Many companies have mastered deploying technology to track and measure web-based customer and prospect activity well, both implicitly and explicitly through forms. This is not the case for face to face events, where a large percentage of face to face activity is tracked by the event team and for the event team only. It’s hard getting this data into their Marketing Stack. There are steps though, that you can take which require rethinking how you deploy your marketing technology stack pre-event and your data capture technology during the event. Having a prepped robust and integrated marketing stack before you hit the show floor is one of the most important steps you can take to contribute to the success of your business. After all, if you have an event and meet a lot of people but don’t track or utilize the data you capture, then was it really worth the investment{{image}}   To help you get your marketing stack ready to use at events, we created a quick checklist that will make a big difference from the start.

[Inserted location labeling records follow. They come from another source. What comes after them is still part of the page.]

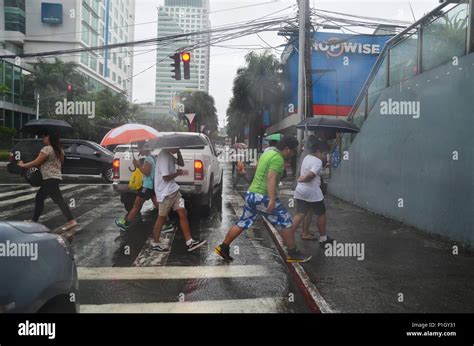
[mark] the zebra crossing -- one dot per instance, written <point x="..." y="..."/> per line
<point x="112" y="280"/>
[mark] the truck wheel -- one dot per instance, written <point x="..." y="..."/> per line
<point x="208" y="200"/>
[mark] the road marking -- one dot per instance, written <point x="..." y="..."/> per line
<point x="56" y="212"/>
<point x="31" y="196"/>
<point x="12" y="193"/>
<point x="174" y="272"/>
<point x="92" y="215"/>
<point x="259" y="305"/>
<point x="310" y="288"/>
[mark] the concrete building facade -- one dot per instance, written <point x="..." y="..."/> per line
<point x="177" y="17"/>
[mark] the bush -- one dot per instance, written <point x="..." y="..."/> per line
<point x="6" y="136"/>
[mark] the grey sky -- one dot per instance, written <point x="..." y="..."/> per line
<point x="225" y="61"/>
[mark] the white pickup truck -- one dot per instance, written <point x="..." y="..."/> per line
<point x="202" y="176"/>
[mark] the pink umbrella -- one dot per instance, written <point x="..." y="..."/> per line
<point x="129" y="133"/>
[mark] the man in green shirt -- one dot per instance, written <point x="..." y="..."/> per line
<point x="261" y="200"/>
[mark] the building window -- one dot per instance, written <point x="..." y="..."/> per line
<point x="85" y="58"/>
<point x="15" y="15"/>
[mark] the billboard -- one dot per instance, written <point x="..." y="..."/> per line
<point x="51" y="13"/>
<point x="340" y="65"/>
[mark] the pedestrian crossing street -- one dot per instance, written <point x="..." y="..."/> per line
<point x="150" y="282"/>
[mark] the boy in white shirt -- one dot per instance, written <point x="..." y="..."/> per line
<point x="169" y="197"/>
<point x="308" y="192"/>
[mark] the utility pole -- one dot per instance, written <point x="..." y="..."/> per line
<point x="301" y="67"/>
<point x="37" y="105"/>
<point x="307" y="62"/>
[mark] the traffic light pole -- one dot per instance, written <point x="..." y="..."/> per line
<point x="37" y="105"/>
<point x="301" y="67"/>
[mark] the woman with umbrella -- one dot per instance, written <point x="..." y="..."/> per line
<point x="50" y="160"/>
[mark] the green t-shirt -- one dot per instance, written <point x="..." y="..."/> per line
<point x="271" y="160"/>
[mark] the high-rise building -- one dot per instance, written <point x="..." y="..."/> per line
<point x="15" y="109"/>
<point x="178" y="17"/>
<point x="60" y="25"/>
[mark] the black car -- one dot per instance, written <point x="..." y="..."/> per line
<point x="81" y="157"/>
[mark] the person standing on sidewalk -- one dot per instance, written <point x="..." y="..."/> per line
<point x="49" y="161"/>
<point x="261" y="200"/>
<point x="308" y="194"/>
<point x="145" y="192"/>
<point x="241" y="172"/>
<point x="169" y="197"/>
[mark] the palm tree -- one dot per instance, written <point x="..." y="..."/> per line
<point x="203" y="105"/>
<point x="257" y="87"/>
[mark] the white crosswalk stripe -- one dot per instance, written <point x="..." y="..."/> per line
<point x="258" y="305"/>
<point x="171" y="272"/>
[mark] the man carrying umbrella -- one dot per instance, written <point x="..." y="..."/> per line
<point x="169" y="197"/>
<point x="261" y="200"/>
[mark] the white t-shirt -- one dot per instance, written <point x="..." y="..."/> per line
<point x="165" y="165"/>
<point x="311" y="190"/>
<point x="268" y="149"/>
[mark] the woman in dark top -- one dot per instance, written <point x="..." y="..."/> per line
<point x="49" y="161"/>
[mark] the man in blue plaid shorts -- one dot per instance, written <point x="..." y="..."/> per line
<point x="261" y="200"/>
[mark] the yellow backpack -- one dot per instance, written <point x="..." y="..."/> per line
<point x="136" y="180"/>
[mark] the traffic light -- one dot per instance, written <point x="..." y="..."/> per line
<point x="186" y="60"/>
<point x="176" y="66"/>
<point x="69" y="91"/>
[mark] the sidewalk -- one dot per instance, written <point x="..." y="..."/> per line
<point x="403" y="269"/>
<point x="400" y="263"/>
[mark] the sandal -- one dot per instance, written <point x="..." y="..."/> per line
<point x="68" y="227"/>
<point x="312" y="237"/>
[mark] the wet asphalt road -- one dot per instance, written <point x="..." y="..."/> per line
<point x="118" y="274"/>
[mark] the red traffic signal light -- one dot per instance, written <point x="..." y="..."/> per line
<point x="186" y="60"/>
<point x="186" y="57"/>
<point x="176" y="66"/>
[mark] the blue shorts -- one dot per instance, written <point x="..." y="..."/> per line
<point x="256" y="204"/>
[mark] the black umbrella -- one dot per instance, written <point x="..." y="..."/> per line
<point x="174" y="141"/>
<point x="43" y="126"/>
<point x="321" y="123"/>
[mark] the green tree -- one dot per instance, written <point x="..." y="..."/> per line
<point x="203" y="105"/>
<point x="257" y="87"/>
<point x="51" y="81"/>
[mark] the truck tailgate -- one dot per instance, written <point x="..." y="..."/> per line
<point x="188" y="170"/>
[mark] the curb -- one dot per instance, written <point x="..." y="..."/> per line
<point x="313" y="298"/>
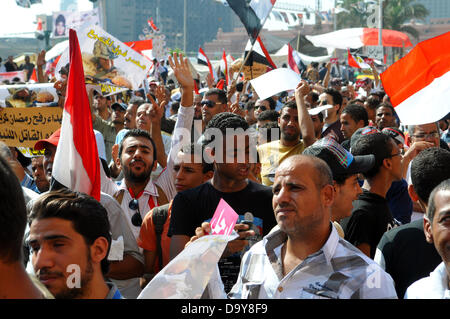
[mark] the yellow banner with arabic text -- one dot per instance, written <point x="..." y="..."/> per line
<point x="23" y="127"/>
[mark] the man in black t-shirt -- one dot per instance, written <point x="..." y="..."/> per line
<point x="249" y="200"/>
<point x="371" y="216"/>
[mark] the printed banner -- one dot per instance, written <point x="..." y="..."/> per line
<point x="26" y="95"/>
<point x="10" y="76"/>
<point x="25" y="126"/>
<point x="187" y="275"/>
<point x="108" y="60"/>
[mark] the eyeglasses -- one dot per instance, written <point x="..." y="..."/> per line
<point x="136" y="219"/>
<point x="429" y="135"/>
<point x="209" y="103"/>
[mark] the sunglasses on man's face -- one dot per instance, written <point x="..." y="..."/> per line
<point x="136" y="219"/>
<point x="209" y="103"/>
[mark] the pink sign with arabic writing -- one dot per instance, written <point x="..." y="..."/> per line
<point x="224" y="219"/>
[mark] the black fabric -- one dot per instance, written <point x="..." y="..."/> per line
<point x="247" y="16"/>
<point x="192" y="207"/>
<point x="370" y="219"/>
<point x="408" y="256"/>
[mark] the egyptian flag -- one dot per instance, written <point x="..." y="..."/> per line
<point x="77" y="165"/>
<point x="291" y="60"/>
<point x="252" y="15"/>
<point x="419" y="84"/>
<point x="258" y="54"/>
<point x="357" y="61"/>
<point x="152" y="25"/>
<point x="203" y="59"/>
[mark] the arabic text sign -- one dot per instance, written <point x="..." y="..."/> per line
<point x="224" y="219"/>
<point x="25" y="126"/>
<point x="275" y="81"/>
<point x="186" y="276"/>
<point x="106" y="59"/>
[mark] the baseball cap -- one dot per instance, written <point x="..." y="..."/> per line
<point x="361" y="132"/>
<point x="395" y="133"/>
<point x="53" y="139"/>
<point x="115" y="105"/>
<point x="340" y="161"/>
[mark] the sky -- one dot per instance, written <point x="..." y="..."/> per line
<point x="16" y="19"/>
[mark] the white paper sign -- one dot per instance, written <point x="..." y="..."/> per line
<point x="275" y="81"/>
<point x="187" y="275"/>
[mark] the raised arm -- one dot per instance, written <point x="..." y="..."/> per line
<point x="304" y="119"/>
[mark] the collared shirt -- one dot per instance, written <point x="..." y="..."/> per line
<point x="165" y="180"/>
<point x="434" y="286"/>
<point x="337" y="271"/>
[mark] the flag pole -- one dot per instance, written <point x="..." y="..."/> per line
<point x="251" y="48"/>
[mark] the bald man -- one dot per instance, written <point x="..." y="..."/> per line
<point x="303" y="256"/>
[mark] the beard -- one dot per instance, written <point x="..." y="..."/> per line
<point x="137" y="178"/>
<point x="86" y="278"/>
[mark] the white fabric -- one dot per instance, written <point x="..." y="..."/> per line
<point x="434" y="286"/>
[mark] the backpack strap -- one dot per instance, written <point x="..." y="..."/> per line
<point x="159" y="217"/>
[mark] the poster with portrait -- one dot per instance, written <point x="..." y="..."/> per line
<point x="65" y="20"/>
<point x="107" y="60"/>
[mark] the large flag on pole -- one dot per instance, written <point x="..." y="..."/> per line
<point x="419" y="84"/>
<point x="252" y="14"/>
<point x="76" y="164"/>
<point x="258" y="54"/>
<point x="202" y="58"/>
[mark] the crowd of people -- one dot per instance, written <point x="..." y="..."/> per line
<point x="346" y="202"/>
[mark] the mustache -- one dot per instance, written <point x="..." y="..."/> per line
<point x="45" y="272"/>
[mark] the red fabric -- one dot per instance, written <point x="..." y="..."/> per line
<point x="428" y="60"/>
<point x="77" y="105"/>
<point x="391" y="38"/>
<point x="224" y="58"/>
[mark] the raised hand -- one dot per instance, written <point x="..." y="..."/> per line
<point x="182" y="72"/>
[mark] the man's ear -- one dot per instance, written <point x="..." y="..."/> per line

Correlate your online content with your face to face content

There is no difference between someone visiting your website to watch a video versus watching a live product demonstration at a face to face event. You’re probably tracking online video activity very well within your technology stack. Do this as well when someone participates and engages with content at an event by creating a repository within your technology stack for this activity. It is our belief face to face content will have a greater impact in making a decision to buy.

Have your attendee tracking and data capture strategy in place to align with #1 above

At the event, make sure you’re tracking attendee activity that aligns with your content strategy. Whether you will be scanning participants’ name badges or tracking activity implicitly via BLE or RFID, make sure you know when an attendee participates or engages with your content. Set a new list specifically for each engagement and start a new campaign to automatically send an introductory message once the recipient is added to that list to extend beyond the event content.

Provide attendees the opportunity to “opt-in” via mobile feedback tools

How often have you attended a session or product demonstration, loved the content and was eager to ask the speaker questions?  Allow and encourage your attendees to “raise their hand” if they want to learn more, and make sure your technology stack know this through unique member status values within the list.

Follow up personally

B2B or not, it’s the personal connections that drive most business relationships. If you talk to someone at an event, make sure to follow up with them with a personal email or phone call, especially if they raised their hand. If you didn’t, do reach out and introduce yourself, still. Try not to approach this correspondence as sales, but as a normal human introduction. Offer assistance with any questions, a time to meet and/or connect them with someone they might like.

Don’t be pushy/don’t overwhelm them with promotions

No one likes to be sold to. When setting up your automated email cadence, try to spread its timeline over 30 or 60 days. Subtle reminders and personal notes will work much better than daily calls and mindless coupons.

Be in touch with your sales team

Work together with your sales team to show you are an integrated team, working to help your customer succeed, together. Make sure your messaging is on point, don’t repeat or overlap your outreach and simply work together to help the customer, not yourself.   There are a lot of components to apply a marketing stack to your event marketing. Creating an integrated system is essential to the success of your company. What are your suggestions on building a powerful collection?